TEMPO.CO, Jakarta - Bus-bus Transjakarta mulai dilengkapi stiker dan chain flag yang menandai area khusus perempuan yang disediakan. Penanda berupa poster juga dipasang di setiap halte.
"Ini sebagai kado di Hari Ibu agar para ibu yang naik Transjakarta lebih aman dan nyaman," ujar Muhammad Akbar, Kepala Badan Layanan Umum Transjakarta, di Halte Sarinah, Jakarta Pusat, kemarin.
Sosialisasi pemberlakuan area khusus perempuan di dalam bus Transjakarta dilakukan sejak 12 Desember lalu untuk menekan cukup tingginya angka kasus pelecehan seksual terhadap penumpang perempuan.
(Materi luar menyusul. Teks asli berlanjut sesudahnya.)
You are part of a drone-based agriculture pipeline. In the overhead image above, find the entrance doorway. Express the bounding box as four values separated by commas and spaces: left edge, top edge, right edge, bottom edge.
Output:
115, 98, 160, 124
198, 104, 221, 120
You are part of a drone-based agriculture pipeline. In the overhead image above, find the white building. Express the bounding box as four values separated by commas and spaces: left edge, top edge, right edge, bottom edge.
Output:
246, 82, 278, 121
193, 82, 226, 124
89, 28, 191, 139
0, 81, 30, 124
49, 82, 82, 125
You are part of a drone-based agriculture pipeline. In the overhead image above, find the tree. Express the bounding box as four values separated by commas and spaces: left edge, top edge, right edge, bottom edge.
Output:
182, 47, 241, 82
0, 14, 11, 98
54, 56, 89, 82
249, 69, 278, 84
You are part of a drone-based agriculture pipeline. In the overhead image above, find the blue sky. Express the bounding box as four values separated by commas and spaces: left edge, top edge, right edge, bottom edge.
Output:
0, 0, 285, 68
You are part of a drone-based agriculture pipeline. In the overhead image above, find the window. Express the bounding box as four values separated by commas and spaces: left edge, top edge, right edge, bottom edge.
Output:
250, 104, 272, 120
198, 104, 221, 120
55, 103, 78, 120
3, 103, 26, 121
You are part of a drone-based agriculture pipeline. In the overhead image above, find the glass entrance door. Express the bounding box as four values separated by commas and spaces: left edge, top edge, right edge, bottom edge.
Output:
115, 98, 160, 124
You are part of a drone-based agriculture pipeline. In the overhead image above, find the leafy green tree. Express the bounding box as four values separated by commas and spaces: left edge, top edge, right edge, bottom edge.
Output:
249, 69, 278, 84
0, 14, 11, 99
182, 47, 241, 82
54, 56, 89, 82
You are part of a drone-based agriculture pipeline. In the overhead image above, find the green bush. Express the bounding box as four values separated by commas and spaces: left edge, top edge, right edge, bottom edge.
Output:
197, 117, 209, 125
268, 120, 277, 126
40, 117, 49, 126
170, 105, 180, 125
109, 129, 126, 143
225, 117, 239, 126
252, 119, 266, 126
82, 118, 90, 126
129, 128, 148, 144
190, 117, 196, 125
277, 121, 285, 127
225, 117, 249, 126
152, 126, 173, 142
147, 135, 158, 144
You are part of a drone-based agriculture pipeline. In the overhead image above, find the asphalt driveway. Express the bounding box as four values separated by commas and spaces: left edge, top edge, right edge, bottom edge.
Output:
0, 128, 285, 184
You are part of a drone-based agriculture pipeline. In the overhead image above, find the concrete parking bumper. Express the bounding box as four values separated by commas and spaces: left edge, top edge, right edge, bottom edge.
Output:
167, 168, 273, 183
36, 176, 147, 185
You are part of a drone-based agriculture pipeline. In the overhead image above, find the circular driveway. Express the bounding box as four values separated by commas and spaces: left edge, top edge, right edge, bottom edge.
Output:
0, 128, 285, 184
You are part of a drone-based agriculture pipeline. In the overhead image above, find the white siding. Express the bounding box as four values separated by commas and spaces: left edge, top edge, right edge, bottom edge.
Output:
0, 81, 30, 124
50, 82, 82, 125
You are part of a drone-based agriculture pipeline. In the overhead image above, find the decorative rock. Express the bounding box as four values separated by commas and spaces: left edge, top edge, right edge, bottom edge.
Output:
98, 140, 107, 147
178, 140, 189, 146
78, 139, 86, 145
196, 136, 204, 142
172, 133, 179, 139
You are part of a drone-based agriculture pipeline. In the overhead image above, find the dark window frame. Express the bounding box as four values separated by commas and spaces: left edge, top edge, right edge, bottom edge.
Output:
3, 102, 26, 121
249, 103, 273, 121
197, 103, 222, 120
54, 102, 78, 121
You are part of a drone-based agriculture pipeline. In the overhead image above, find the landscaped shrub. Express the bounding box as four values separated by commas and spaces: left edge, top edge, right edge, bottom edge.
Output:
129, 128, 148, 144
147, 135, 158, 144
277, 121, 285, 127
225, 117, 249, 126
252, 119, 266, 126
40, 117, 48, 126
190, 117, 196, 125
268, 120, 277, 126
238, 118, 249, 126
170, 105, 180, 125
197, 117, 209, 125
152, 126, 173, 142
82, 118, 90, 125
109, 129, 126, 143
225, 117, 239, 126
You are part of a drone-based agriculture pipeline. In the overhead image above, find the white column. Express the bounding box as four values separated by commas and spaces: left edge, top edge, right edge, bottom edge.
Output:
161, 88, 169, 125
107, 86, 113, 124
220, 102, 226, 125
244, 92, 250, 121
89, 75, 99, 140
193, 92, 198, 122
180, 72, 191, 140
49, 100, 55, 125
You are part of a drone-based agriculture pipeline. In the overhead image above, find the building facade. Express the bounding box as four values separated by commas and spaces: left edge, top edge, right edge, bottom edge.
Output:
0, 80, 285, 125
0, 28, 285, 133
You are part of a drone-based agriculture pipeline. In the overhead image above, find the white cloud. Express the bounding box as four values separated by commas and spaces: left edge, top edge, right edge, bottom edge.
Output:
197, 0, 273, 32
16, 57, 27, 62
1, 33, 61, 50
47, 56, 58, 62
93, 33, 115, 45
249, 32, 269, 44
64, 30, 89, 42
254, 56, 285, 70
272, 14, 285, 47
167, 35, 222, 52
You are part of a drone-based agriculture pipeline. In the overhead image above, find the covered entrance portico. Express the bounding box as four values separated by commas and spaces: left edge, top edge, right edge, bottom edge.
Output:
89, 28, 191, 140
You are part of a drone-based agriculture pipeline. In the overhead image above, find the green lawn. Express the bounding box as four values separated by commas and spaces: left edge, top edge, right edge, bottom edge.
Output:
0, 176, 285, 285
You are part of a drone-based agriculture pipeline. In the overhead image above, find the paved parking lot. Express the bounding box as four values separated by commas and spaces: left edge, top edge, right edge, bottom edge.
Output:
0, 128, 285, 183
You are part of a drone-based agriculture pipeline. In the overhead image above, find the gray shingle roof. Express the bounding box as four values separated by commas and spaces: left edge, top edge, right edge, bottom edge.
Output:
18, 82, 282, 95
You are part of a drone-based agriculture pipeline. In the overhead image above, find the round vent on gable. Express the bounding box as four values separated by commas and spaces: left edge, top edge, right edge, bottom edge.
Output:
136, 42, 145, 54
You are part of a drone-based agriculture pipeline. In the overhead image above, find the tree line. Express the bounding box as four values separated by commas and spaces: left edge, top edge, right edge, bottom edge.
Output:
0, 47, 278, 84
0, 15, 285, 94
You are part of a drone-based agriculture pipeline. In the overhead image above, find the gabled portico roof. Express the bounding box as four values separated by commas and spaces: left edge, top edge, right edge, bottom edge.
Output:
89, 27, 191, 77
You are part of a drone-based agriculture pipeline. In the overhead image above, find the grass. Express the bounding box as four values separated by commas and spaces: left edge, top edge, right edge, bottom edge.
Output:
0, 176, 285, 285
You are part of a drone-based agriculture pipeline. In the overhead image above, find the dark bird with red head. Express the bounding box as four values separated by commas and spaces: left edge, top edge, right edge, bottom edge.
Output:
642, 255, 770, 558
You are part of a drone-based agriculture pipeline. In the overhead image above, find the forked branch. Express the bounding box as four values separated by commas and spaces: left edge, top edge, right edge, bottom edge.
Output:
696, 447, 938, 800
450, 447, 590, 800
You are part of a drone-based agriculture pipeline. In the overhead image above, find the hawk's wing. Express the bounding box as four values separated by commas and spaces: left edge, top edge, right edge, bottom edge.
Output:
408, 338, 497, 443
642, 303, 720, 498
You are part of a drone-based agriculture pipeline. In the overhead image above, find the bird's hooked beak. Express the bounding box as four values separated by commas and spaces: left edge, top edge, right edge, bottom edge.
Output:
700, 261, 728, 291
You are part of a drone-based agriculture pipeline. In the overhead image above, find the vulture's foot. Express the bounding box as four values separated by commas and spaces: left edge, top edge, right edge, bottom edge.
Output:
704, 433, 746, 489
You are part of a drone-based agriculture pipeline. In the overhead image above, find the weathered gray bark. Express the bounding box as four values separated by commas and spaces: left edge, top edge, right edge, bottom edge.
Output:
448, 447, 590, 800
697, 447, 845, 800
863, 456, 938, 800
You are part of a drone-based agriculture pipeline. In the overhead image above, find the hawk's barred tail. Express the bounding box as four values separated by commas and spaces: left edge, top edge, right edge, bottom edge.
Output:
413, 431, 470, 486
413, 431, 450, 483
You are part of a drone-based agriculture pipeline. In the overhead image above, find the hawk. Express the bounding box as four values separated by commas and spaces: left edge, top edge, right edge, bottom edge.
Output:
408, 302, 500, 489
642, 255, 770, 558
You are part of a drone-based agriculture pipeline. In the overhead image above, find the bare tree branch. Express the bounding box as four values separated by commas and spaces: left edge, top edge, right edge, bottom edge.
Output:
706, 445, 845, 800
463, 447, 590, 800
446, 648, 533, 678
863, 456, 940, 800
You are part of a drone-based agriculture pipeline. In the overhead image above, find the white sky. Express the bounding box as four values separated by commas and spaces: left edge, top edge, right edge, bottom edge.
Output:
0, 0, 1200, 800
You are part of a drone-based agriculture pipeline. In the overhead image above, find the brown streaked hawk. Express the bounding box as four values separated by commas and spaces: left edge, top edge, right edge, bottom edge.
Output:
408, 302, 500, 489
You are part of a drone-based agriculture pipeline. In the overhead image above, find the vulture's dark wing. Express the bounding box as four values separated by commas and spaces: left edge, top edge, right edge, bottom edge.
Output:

Hasil survei yang dilakukan Yayasan Lembaga Konsumen Indonesia di Koridor I Blok M-Kota, misalnya, mengungkap 1,24 persen dari 3.000 responden mengaku pernah dilecehkan.
Akbar berharap, dengan penambahan penanda yang mulai dilakukan kemarin, area khusus perempuan nantinya akan berjalan, seperti di gerbong-gerbong kereta Commuter Line, yang dioperasikan PT KAI Commuter Jabodetabek. "Semakin lama tidak perlu diingatkan lagi," katanya.
Anggota Busway Mania, Yuslinar, mengatakan saat ini sosialisasi area khusus perempuan belum berjalan baik. Dia menyatakan masih harus sering mengingatkan soal keberadaan area itu kepada para penumpang pria.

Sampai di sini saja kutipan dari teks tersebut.